Pour les spécialistes, cette coquille se nomme Pecten maximus, c’est un mollusque bivalve marin appartenant à la famille des pectinidés.
Pour d’autres, ce coquillage évoque peut-être des souvenirs de vacances. Dans la gastronomie française, la noix de Saint-Jacques est prisée pour ses qualités culinaires.
Sur le plan culturel, la coquille est aussi l’emblème des pèlerins de Saint-Jacques-de-Compostelle qui à l’origine, permettait d’obtenir l’indulgence : elle symbolise le chemin parcouru et la protection. Elle est également liée à des idées de fertilité, de guérison et de renaissance, notamment dans la mythologie où Vénus l’utilise comme embarcation lors de sa naissance.
Dans certaines traditions ésotériques, la coquille est réputée pour sa capacité à purifier. Avec ses deux valves, elle incarne aussi la dualité dans l’unité : le départ et le retour, la mort et la renaissance.
Cette peinture est à découvrir à l'ESPACE MATERNITÉ – Hall principal, Avenue Pierre-Decker 2, 1011 Lausanne.
Agnès Ferla
#92 Draw the curtain
Les créations d’Agnès Ferla offrent un accueil unique avec la présence de douze rideaux originaux accrochés dans les chambres du Service de gynécologie. L’artiste travaille par collage, mêlant différentes strates, des images collectées et de la peinture qui se superposent et se confondent. Elle numérise ensuite ces compositions pour les transposer sur textile.

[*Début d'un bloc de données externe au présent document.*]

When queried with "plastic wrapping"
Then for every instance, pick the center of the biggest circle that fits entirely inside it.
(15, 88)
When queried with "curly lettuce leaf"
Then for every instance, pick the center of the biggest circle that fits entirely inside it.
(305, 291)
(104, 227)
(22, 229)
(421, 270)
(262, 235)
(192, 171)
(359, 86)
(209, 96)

« Sur ces peintures, on voit des représentations de diverses figures féminines, des personnes souvent anonymes, des photos de presse récupérées qui constituent mon point de départ.

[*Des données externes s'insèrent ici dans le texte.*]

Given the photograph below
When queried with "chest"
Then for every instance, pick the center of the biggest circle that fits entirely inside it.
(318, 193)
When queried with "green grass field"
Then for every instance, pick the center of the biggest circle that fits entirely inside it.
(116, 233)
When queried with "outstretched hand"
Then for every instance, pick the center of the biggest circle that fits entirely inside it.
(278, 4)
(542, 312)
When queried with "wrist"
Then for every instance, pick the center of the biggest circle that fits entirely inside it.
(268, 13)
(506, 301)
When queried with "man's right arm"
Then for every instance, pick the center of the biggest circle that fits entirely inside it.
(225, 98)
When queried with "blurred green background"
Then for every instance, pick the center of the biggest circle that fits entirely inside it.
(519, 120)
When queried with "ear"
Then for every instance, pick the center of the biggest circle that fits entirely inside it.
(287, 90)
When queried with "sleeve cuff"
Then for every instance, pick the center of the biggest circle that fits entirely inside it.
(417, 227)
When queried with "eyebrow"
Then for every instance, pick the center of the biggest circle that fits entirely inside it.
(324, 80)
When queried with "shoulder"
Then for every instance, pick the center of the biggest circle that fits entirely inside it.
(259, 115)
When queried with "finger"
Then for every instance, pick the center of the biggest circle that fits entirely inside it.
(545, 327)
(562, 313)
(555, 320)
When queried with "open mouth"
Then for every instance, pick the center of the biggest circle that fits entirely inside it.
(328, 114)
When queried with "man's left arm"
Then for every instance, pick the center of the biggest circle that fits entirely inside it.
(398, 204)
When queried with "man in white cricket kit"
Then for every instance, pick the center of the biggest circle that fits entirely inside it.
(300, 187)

Dans une chambre, le rideau est un objet muable, qui disparaît et apparaît quand on le déploie. Les rideaux deviennent un support pour ces images, qui permettent une échappée par la pensée vers un ailleurs. » Agnès Ferla
À partir des fragments de corps, de vêtements et d’ambiances colorées, l’artiste invite chaque personne présente dans ces chambres à entrer en dialogue avec l’image.
Non accessible au public
Les œuvres d’Agnès Ferla seront exposées et accessibles aux différents publics du 19 novembre 2026 au 31 octobre 2027 à l’ESPACE MATERNITÉ.